US President Barack Obama has announced a £23m aid package for a joint venture with a West Midlands van firm.
Coventry-based electric vehicle maker Modec is setting up an operation with US truck giant Navistar International Corporation which will see vehicles designed by the 80-strong firm roll off US production lines to supply the huge North, Central and South American markets.
Modec is predicting fast jobs growth as a result and aims to boost its current 80 staff members to 120.
The venture uses £23 million from the US government awarded as part of the £1.4 billion grants package announced by President Obama to accelerate the manufacture of electric vehicles and batteries in the country.
But the announcement has raised questions over how overseas governments are showing themselves more active than the UK in supporting the development of a low-carbon commercial vehicle market.
Modec chief executive Bill Gillespie said Navistar’s decision to partner with Modec reflected its world-leading technology and would result in a jobs boost both at the firm and in its supply network in the region.
Modec’s suppliers include Midland engineering companies such as ABT which provides the firm with chassis and Zytec, based in Lichfield, which supplies it with drivetrains.
Mr Gillespie said: “It’s a huge endorsement of the technology that we have in vehicles that one of the biggest truck manufacturing companies in the world comes to a UK company employing 80 people for that technology.”
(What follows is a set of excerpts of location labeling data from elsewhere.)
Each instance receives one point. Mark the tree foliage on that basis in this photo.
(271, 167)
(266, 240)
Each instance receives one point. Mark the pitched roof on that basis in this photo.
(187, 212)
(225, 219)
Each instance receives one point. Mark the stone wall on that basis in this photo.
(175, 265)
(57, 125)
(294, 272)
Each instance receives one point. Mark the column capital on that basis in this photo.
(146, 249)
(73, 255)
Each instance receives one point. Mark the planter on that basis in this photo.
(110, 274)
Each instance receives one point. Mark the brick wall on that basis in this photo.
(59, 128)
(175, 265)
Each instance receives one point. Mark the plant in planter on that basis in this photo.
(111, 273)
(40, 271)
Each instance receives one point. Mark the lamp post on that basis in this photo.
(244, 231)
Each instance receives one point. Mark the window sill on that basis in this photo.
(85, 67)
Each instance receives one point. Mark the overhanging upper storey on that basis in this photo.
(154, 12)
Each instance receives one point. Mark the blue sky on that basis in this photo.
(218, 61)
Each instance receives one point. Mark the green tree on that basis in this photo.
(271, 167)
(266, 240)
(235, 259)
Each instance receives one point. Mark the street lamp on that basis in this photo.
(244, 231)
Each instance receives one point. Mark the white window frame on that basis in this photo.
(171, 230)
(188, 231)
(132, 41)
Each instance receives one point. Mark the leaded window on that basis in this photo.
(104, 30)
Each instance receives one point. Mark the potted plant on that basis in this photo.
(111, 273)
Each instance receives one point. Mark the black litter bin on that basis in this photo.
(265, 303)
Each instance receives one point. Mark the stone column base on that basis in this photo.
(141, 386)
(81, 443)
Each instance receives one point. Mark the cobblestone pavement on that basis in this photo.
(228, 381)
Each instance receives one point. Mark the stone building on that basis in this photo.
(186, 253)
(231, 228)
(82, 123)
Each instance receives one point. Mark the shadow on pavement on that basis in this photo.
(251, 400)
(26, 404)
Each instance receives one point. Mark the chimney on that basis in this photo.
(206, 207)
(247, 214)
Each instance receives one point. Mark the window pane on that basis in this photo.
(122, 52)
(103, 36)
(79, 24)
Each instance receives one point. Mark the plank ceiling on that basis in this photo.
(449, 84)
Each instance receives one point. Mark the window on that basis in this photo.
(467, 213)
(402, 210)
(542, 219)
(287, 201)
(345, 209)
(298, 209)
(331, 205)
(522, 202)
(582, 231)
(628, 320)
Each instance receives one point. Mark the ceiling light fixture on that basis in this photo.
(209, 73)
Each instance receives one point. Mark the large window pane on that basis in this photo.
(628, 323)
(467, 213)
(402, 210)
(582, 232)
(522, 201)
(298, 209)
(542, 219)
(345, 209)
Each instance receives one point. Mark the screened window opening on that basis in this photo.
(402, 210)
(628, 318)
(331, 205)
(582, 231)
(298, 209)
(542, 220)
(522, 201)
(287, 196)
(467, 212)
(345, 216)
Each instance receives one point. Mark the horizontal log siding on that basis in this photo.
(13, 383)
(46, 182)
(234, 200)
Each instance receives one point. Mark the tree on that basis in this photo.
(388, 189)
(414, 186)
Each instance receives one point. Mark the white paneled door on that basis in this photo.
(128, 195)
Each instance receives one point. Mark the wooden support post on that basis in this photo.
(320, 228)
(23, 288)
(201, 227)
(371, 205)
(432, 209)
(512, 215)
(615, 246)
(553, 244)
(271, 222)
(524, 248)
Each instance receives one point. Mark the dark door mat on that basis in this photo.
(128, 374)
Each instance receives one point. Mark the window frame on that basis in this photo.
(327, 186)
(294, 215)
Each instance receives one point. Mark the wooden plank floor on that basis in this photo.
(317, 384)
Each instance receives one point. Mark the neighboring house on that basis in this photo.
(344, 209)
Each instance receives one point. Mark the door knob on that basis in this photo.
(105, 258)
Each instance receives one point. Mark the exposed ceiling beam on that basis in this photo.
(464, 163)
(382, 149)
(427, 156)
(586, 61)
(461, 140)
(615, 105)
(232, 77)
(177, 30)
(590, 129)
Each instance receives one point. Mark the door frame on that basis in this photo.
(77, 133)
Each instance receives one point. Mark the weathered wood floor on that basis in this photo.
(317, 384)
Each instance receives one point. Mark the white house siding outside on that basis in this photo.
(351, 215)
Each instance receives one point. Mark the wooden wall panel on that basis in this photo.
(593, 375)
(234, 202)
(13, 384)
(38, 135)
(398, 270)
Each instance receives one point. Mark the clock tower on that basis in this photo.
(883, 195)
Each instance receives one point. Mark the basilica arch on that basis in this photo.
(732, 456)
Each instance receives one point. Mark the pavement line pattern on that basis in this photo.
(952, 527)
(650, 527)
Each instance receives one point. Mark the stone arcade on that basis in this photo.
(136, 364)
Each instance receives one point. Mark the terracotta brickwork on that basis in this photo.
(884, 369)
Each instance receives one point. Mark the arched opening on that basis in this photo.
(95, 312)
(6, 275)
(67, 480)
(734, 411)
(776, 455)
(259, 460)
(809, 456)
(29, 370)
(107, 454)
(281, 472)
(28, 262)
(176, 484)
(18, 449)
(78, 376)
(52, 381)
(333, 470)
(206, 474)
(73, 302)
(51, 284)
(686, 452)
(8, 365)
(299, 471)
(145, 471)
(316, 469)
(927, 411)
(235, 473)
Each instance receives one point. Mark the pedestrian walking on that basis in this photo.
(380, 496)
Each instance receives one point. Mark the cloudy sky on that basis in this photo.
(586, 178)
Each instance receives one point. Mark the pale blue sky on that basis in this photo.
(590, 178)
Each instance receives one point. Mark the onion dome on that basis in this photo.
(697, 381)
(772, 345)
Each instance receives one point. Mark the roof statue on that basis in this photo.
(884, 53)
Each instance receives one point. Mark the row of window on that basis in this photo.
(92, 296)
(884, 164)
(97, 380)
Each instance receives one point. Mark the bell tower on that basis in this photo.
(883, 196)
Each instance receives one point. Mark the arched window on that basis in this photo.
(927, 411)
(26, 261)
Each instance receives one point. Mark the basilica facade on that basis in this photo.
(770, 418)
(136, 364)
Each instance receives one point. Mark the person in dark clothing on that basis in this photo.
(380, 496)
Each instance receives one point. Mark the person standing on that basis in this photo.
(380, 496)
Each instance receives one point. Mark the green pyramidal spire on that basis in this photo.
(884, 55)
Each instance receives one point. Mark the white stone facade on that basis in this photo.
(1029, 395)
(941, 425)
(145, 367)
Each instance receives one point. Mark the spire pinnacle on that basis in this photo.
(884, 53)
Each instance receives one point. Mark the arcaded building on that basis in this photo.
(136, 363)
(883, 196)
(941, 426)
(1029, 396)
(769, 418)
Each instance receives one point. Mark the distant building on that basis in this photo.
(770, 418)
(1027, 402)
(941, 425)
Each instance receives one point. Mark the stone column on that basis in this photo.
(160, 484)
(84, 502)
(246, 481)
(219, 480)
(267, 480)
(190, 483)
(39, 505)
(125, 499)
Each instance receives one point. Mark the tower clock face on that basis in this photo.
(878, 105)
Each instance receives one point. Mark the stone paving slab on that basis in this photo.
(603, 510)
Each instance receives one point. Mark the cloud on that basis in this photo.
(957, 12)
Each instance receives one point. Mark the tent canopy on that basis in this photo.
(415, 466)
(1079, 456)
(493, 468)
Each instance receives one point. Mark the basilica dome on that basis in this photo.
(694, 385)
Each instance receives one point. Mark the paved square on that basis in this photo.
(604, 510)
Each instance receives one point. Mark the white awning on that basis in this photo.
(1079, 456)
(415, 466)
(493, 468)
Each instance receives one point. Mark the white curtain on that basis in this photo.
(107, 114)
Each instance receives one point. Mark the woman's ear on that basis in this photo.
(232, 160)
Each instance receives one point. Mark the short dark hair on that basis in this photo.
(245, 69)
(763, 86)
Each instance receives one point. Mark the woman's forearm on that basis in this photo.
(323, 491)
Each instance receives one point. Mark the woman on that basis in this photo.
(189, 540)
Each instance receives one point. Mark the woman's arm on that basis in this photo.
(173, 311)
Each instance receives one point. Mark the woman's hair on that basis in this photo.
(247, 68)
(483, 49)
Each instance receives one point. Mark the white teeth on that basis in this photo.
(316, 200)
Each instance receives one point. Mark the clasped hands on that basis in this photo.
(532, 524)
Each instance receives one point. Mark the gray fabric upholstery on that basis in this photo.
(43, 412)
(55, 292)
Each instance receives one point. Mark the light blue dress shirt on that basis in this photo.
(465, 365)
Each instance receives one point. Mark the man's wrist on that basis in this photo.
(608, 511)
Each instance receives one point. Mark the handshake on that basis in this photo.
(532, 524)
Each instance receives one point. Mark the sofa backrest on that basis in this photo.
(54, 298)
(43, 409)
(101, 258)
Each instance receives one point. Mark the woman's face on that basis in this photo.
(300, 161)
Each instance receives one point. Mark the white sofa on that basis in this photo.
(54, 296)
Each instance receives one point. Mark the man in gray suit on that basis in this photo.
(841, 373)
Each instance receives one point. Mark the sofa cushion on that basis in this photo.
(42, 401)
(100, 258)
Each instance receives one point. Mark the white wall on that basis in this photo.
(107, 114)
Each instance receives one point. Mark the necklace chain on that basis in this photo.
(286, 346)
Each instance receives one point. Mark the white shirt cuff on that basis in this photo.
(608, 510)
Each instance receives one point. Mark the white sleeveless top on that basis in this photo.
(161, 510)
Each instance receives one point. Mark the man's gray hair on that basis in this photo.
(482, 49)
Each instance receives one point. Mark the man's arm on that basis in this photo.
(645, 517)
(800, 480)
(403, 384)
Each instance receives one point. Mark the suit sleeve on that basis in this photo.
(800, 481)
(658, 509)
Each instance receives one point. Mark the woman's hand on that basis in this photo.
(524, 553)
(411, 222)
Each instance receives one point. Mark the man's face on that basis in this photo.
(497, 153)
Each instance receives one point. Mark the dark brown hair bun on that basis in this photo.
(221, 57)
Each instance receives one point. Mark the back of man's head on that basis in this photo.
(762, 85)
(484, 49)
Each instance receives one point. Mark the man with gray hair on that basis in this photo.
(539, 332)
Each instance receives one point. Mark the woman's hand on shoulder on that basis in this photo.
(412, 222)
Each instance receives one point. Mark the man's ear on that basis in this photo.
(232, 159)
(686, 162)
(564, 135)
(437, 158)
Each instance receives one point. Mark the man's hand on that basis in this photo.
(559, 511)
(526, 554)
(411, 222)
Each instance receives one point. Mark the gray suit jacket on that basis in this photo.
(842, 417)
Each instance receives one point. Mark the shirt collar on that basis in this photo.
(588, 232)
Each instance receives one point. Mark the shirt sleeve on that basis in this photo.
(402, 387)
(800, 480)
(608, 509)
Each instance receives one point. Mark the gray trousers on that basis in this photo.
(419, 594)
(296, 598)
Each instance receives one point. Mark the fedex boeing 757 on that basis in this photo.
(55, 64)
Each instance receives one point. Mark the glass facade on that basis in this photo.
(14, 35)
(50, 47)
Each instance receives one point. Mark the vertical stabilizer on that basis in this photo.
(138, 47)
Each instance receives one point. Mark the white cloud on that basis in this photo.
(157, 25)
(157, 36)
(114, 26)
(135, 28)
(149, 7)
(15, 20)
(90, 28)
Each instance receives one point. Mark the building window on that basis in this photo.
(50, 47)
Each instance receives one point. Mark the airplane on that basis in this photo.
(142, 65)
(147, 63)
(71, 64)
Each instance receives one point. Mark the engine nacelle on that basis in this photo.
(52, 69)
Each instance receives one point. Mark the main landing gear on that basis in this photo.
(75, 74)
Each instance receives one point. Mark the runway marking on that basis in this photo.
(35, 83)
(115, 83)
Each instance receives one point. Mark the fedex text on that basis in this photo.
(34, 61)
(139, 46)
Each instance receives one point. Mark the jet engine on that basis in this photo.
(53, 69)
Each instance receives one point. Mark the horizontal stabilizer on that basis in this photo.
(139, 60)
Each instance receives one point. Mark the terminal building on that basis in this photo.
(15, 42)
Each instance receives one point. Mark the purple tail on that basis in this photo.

The firm has reached an agreement with Navistar to initially supply 400 completed vehicles to the US, after which it will make the transition to providing just components when the US firm takes over the manufacturing by 2011.
Despite production eventually migrating to the US, the deal spells a lasting boost to the UK firms who supply Modec with its proprietary components and who will continue to supply the US production line.
Mr Gillespie acknowledged there was a certain irony in the fact that action taken by an overseas government to stimulate its own low-carbon manufacturing sector had helped boost the West Midland firm. He said although the UK government had announced programmes to stimulate the low carbon electric commercial vehicle market, such as the Low Carbon Vehicle Procurement Programme, it had been slow off the mark in delivering other incentives.
“There have been a lot of announcements that incentives will become available but the cash hasn’t been forthcoming with the speed that it has overseas,” he aid.
A Department for Business Innovation and Skills spokeswoman said: “We have created a low carbon economic area for automotive in the North East, which will benefit the industry across the UK with focussed skills development and R&D.”